9. Protocols provided under section 36 of the Act of 1997 and Rules 5 and 6 in view of the dicta rendered by the Hon’ble Supreme Court in the well celebrated case of Imam Bakhsh published in 2018 SCMR 2039 have not been complied with.

10. So far as the case of the appellant Basharatullah is concerned, whose case is far better; he was found to be sitting alongside the driver; the prosecution has miserably failed to establish that he had any knowledge about the narcotics having been concealed in the secret cavities of the dashboard. In this regard reliance can be placed upon the case of “Hussain Shah v. State (PLD 2020 SC 132). Relevant excerpt follows as under;

“6. As far as Abdul Sattar appellant is concerned it was alleged by the prosecution that he was a cleaner and a helper of his co-convict namely Hussain Shah and he was travelling in the same vehicle when the said vehicle was intercepted by the raiding party. It has been pointed out before us that that according to the evidence brought on the record Abdul Sattar appellant also knew about existence of a cavity in the body of the relevant vehicle but nothing had been said by any prosecution witness about the said appellant having the requisite knowledge about availability of narcotic substance in such cavity of the vehicle. As a matter of fact no evidence worth its name had been brought on the record to establish that the said appellant was conscious about availability of narcotic substance in a secret cavity of the relevant vehicle in which he was travelling along with its driver. The law is settled by now that if the prosecution fails to establish conscious possession or knowledge in that regard then a passenger cannot be convicted solely on the basis of his availability inside a vehicle at the relevant time. This appeal is, therefore, allowed to the extent of Abdul Sattar appellant, his conviction and sentence recorded and upheld by the courts below are set aside and he is acquitted of the charge by extending the benefit of doubt to him. Abdul Sattar appellant shall be released from the jail forthwith if not required to be detained in connection with any other case.”

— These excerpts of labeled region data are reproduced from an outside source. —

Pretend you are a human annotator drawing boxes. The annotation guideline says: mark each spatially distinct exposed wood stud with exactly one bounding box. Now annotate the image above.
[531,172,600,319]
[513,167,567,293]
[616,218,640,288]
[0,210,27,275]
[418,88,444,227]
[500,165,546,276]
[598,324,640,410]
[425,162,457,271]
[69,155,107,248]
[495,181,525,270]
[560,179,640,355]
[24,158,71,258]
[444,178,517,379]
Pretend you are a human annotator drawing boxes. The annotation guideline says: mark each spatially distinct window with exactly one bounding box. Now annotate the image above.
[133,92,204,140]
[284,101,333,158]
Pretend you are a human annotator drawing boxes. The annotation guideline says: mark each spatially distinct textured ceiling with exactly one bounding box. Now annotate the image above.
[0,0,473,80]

11. For the foregoing reasons, we believe that the prosecution has miserably failed to prove the indictment and have concluded that the reasoning assigned by the trial court are based on misreading of evidence as well as improper appraisal of evidence.

Thus, we are persuaded to set aside the impugned judgment dated 24th February 2022 drawn by the Trial Court and acquit both the appellants of the charge, extending them the premium of benefit of doubt.

Appellants be set free, if not detained in any other case.